The Cabinet will discuss a memo on Tuesday outlining the State’s plans to deal with the pandemic in the medium term.
Among the more immediate steps proposed for September are for the reopening of pubs that don’t serve food, and increasing the number of spectators allowed at outdoor sports events.
However, the decision to reopen so-called “wet pubs” has already been delayed twice, and the Government decision will be influenced by the advice of the National Public Health Emergency Team.
On Monday night, acting chief medical officer Dr Ronan Glynn sounded a note of caution in the light of high numbers being recorded in Dublin and Limerick.
Asked about the reopening of pubs, he said: “It is possible but we need to monitor the disease very closely.”
“There are particular concerns around a number of counties. If things stay stable, we can see … The next seven days in terms of people’s behaviour is really important.”
Those comments, and earlier remarks by Tánaiste Leo Varadkar, were received by industry sources as a signal that if numbers failed to stabilise, there would not be a full reopening of wet pubs later this month.
Rather, the reopening date could be pushed back for a third time, or else a decision could be taken to reopen pubs only in regions where the numbers have stabilised. That could mean pubs in Dublin, and possibly Limerick, remaining shuttered.

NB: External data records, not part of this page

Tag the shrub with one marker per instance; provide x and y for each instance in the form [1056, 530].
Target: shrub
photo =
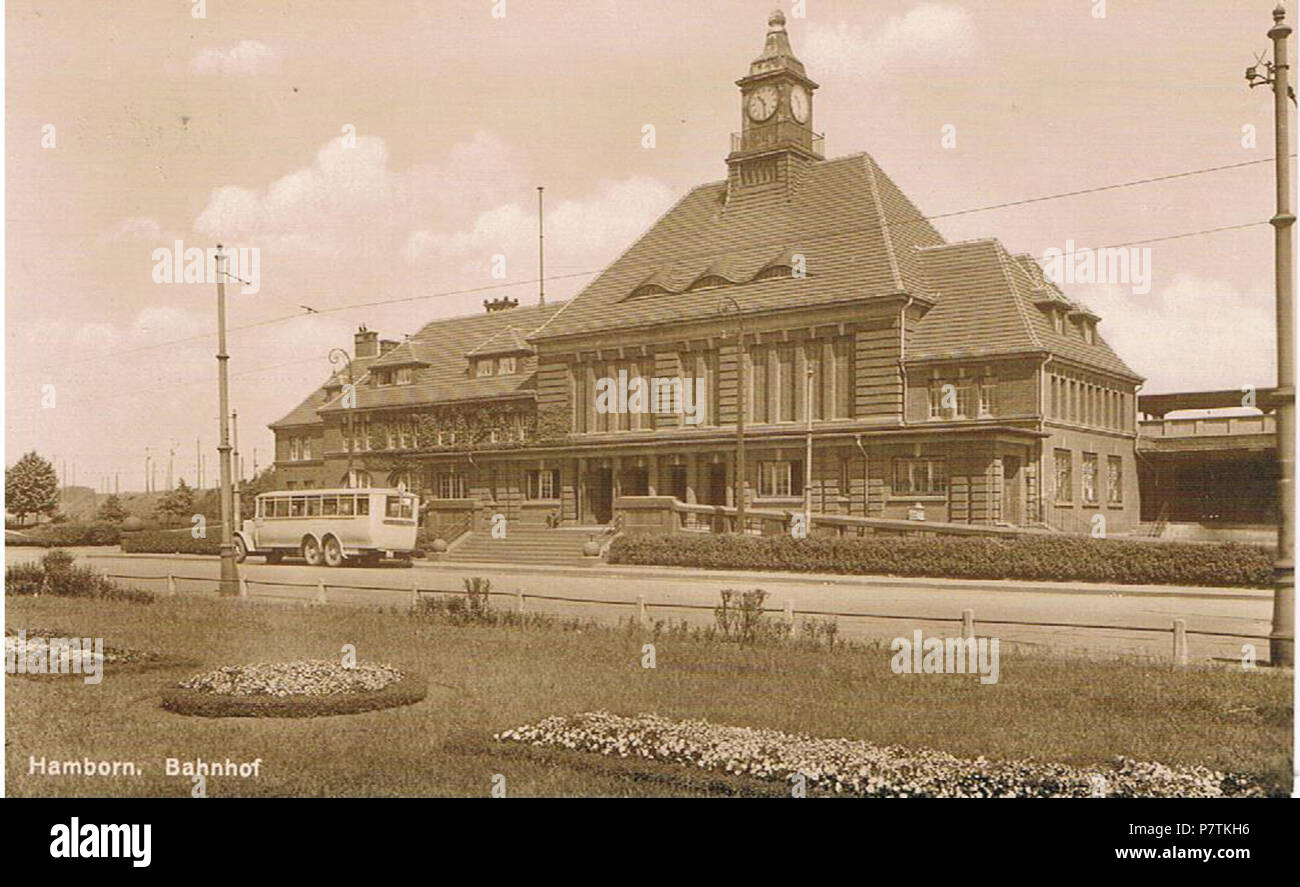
[55, 535]
[59, 575]
[1053, 558]
[160, 541]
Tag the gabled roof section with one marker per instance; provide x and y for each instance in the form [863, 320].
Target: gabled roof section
[846, 219]
[988, 304]
[442, 372]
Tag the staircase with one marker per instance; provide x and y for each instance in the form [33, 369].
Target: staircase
[525, 545]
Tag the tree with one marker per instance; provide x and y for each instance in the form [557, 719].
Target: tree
[31, 487]
[176, 506]
[112, 510]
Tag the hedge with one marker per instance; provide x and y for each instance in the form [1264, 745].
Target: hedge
[65, 535]
[59, 576]
[160, 541]
[200, 704]
[1053, 558]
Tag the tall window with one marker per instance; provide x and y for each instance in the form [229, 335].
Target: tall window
[921, 477]
[1114, 480]
[1064, 476]
[1090, 477]
[542, 484]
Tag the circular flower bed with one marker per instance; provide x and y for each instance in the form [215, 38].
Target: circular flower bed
[306, 688]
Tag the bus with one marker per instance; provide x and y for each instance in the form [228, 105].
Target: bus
[330, 526]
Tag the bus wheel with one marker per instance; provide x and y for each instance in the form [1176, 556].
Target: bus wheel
[312, 552]
[333, 552]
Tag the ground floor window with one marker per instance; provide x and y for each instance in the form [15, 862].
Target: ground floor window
[451, 485]
[1064, 476]
[1114, 480]
[921, 477]
[1090, 477]
[780, 479]
[542, 484]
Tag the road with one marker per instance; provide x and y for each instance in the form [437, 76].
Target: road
[888, 608]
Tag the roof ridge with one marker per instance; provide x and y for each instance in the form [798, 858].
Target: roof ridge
[870, 164]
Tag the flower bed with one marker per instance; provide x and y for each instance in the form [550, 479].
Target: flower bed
[857, 767]
[1051, 558]
[304, 688]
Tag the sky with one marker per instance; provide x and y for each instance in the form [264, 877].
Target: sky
[389, 151]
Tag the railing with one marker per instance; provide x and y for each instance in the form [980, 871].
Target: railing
[667, 514]
[779, 133]
[1208, 427]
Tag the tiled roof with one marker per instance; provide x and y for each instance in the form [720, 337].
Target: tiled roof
[845, 216]
[445, 376]
[988, 304]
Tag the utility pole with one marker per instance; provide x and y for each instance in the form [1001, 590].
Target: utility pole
[1283, 632]
[541, 252]
[229, 572]
[807, 454]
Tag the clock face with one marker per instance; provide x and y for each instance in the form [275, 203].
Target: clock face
[762, 103]
[800, 104]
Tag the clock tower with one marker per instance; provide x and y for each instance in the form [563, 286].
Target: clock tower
[776, 138]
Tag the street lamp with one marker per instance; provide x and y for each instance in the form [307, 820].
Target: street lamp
[336, 355]
[740, 409]
[1282, 635]
[229, 571]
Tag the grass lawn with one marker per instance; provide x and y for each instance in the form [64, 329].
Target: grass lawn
[485, 679]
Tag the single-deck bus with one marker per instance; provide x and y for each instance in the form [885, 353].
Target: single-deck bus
[330, 526]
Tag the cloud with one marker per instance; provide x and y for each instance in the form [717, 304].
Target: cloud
[1233, 333]
[926, 35]
[135, 228]
[245, 59]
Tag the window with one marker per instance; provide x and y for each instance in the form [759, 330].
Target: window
[1090, 477]
[921, 477]
[542, 484]
[774, 479]
[1114, 480]
[987, 390]
[451, 485]
[1064, 476]
[398, 507]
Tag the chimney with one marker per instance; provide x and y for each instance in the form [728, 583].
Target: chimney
[365, 344]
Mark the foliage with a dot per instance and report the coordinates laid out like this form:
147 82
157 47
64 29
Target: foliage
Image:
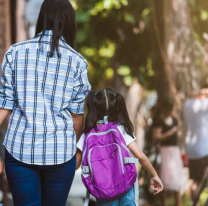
115 37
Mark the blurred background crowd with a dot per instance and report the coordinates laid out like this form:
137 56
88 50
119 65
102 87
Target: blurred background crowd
156 54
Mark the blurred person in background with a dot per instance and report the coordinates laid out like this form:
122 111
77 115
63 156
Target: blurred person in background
44 85
165 130
196 119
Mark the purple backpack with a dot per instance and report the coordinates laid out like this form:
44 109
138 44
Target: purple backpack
108 169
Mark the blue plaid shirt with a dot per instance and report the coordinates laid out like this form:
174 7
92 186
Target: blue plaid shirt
41 91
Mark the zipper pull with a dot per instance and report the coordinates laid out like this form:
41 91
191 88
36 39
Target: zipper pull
113 153
91 180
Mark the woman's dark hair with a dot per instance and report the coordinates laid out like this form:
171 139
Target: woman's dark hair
105 102
58 16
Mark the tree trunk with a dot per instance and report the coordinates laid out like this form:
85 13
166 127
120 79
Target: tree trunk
175 65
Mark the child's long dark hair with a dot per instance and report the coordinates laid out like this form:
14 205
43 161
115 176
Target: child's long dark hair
105 102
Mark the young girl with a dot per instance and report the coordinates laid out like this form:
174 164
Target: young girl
105 102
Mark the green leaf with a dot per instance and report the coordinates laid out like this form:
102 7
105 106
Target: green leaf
128 80
124 70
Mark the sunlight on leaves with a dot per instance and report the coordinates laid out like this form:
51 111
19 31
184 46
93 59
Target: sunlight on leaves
108 50
109 73
74 4
128 80
86 51
108 5
124 70
204 15
129 18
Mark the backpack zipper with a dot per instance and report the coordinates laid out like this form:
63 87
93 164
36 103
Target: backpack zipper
98 134
120 157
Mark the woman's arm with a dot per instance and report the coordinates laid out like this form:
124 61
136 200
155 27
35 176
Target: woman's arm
3 114
159 136
155 181
78 120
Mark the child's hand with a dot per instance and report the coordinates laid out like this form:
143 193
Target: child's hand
156 184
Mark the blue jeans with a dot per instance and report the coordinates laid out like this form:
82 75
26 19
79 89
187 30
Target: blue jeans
127 200
37 185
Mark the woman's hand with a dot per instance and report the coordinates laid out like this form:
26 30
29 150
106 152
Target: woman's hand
156 184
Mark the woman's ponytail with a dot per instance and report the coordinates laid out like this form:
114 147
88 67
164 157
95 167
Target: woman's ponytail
91 119
122 115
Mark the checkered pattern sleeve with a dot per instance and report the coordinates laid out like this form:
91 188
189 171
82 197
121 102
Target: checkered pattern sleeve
7 99
81 88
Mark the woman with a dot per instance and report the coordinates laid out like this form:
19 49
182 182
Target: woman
165 128
44 84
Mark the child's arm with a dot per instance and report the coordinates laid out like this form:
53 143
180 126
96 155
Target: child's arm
78 159
155 182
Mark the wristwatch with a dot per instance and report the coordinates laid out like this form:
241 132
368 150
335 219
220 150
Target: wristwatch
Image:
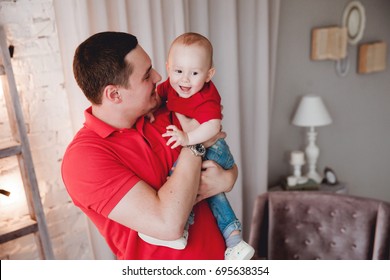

The Taoiseach and Tánaiste had both indicated before the weekend that a September reopening for pubs was on the cards, but Mr Varadkar was more circumspect on Monday.
Asked whether he could guarantee that pubs would reopen in mid-September, he said he could not. “That is going to be a decision for Government acting on the advice of [the emergency team].
“What I’d like, though, this time is to give publicans a date that actually happens, because I know a lot of them feel they were brought to a point on two occasions where they thought the pubs were going to open in a few days.
“When we do give a date, that date should be the date it actually happens.”
Sinn Féin leader Mary Lou McDonald said on Monday she was in favour of pubs reopening as soon as possible. She said the experience of those pubs serving food was they were “very capable of sticking to very stringent regulation”.
On Tuesday, publicans from Tipperary will protest outside Leinster House about the continuing closure of pubs, as well as the new regulations. The Rural Independents Group has tabled a private members’ motion for the Dáil on Wednesday opposing new regulations requiring pubs keep receipts of food consumption for 28 days.
Publicans who held protests outside the offices of ministers Simon Coveney and Michael McGrath in Carrigaline, Co Cork, on Monday have vowed to roll out similar demonstrations nationwide if the Government fails to protect their livelihoods.
Thirty publicans handed in letters to the two Ministers pleading for concrete opening plan dates to be put in place.
Michael O’Donovan, chairman of the Vintners’ Federation of Ireland in Cork city, said pub owners needed certainty.
“We are looking for a date that the pubs can open… There is a lot of stress at the moment, not knowing. Other protests will follow if we have to.”
Meanwhile, Noel Maguire, manager of Baker Street bar in Gurranabraher on the northside of Cork city, said some of the guidelines would be challenging.
“I know publicans that if they are not allowed use the counter, it is not worth opening. The 2m distancing is ‘stay as long as you want’. The 1m has you back to a time limit.
“When you have a small pub, you have regular customers. When they come in of the evening for their four or five pints you can’t be telling them to go home after two pints,” he said.